Oleh : Tri Sandi Ambarwati, S.H.
(Paralegal Lembaga Bantuan Hukum Rumah Pejuang Keadilan Indonesia)
Media Tempo melalui Laporan Majalah Tempo kali pertama melafalkan bahwa ACT (Aksi Cepat Tanggap) sebagai Lembaga Kemanusiaan dengan nama besar ini melakukan dugaan penyelewengan dana yang muasalnya dihimpun dari masyarakat luas. Laporannya berjudul “Kantong Bocor Dana Umat”. Tempo menyajikan beragam informasi terkait jumlah dana yang dikumpulkan, sistematika pengelolaannya hingga ‘musibah’ kebocoran dana di sana. ACT sendiri merupakan Lembaga Non-Government Organization yang bergerak di bidang sosial dengan tugas utamanya sebagai fasilitator dan eksekutor program kegiatan tanggap darurat, program pemulihan pasca bencana, pemberdayaan dan pengembangan masyarakat, serta program berbasis spiritual seperti Qurban, Zakat dan Wakaf. ACT didirikan sejak tanggal 21 April 2005 dan prakarsai oleh Drs. Ahyudin.
Apabila di lihat dari perspektif hukum pidana, isu dugaan penyelewengan dana yang dihimpun dari masyarakat luas oleh suatu lembaga dapat masuk dalam jenis tindak pidana Penggelapan Pasal 374 Kitab Undang-Undang Hukum Pidana, lebih tepatnya Tindak Pidana Penggelapan yang dilakukan terhadap barang (berupa dana) disebabkan karena hubungan kerja atau karena pencarian atau karena mendapat upah untuk itu, diancam dengan pidana penjara paling lama lima tahun.

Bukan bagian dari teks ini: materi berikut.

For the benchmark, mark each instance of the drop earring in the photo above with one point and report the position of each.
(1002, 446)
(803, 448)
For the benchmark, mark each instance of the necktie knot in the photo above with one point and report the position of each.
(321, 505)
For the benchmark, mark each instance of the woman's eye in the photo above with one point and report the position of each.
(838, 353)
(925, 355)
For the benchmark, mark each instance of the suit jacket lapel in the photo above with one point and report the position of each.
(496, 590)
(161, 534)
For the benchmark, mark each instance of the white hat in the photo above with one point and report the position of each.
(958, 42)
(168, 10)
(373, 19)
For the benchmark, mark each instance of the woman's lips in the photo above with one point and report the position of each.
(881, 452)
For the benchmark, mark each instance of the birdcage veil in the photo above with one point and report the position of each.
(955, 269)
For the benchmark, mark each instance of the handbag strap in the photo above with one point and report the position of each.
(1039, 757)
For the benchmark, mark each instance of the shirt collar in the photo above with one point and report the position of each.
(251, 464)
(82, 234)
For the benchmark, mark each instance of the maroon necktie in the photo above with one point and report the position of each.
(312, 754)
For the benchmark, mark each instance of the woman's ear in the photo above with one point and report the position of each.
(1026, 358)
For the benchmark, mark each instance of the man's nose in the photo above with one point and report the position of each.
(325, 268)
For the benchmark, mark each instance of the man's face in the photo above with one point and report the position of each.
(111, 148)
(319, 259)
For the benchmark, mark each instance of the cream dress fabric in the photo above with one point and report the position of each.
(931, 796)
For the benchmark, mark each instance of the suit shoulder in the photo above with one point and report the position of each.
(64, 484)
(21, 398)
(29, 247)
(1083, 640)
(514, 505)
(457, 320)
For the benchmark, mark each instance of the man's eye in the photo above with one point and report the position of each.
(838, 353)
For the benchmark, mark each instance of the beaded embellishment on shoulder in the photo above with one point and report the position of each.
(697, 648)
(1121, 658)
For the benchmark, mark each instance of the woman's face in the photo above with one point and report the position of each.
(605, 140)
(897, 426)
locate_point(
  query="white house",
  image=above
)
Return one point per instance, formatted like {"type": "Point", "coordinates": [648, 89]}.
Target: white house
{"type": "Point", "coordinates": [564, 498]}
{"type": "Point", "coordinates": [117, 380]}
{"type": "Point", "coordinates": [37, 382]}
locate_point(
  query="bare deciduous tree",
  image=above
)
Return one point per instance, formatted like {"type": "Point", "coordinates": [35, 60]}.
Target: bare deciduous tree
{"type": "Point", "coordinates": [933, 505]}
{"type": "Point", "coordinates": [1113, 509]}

Dapat dipahami bahwa sebenarnya kasus ini telah memenuhi unsur subjektif yaitu penggelapan barang berupa dana milik orang lain dengan unsur kesengajaan dan dapat dijerat sesuai Pasal 374 KUHP yang disimpulkan sebagai Tindak Pidana Penggelapan dengan Pemberatan.
Mengamini pendapat dari Yandri Susanto, selaku Ketua Komisi VIII DPRI RI yang menyatakan betapa pentingnya pembahasan susunan regulasi yang jelas mengenai pertanggungjawaban publik terhadap lembaga-lembaga sosial yang menghimpun dana masyarakat, agar perlu memiliki SOP (Standard Operating Procedure) audit dari Kementerian Sosial sehingga meminimalisir adanya kasus serupa dan tidak disalahgunakan. Aturan-aturan yang jelas dengan sanksi pidana dinilai penting untuk menutup peluang terjadinya moral hazard dalam pengumpulan donasi publik.
Tak dapat dipungkiri, bahwasanya lemahnya regulasi mengenai pengumpulan dana umat hanya diatur lewat Undang-Undang Nomor 9 Tahun 1961 tentang Pengumpulan Uang atau Barang dan Peraturan Pemerintah Nomor 29 Tahun 1980 tentang Pelaksanaan Pengumpulan Sumbangan. Dua regulasi lawas itu hanya mengatur sistem birokrasi perizinan. Menjadi refleksi bersama, bagi Negara Indonesia sebagai pemilik pangsa pasar urusan kedermawanan untuk dapat lebih serius mengatur aturan soal akuntabilitas dan sanksi pidana jika terjadi kecurangan dalam penggunaan dana sumbangan yang dihimpun dari masyarakat agar kedepan dapat dialokasikan tepat sesuai sasaran.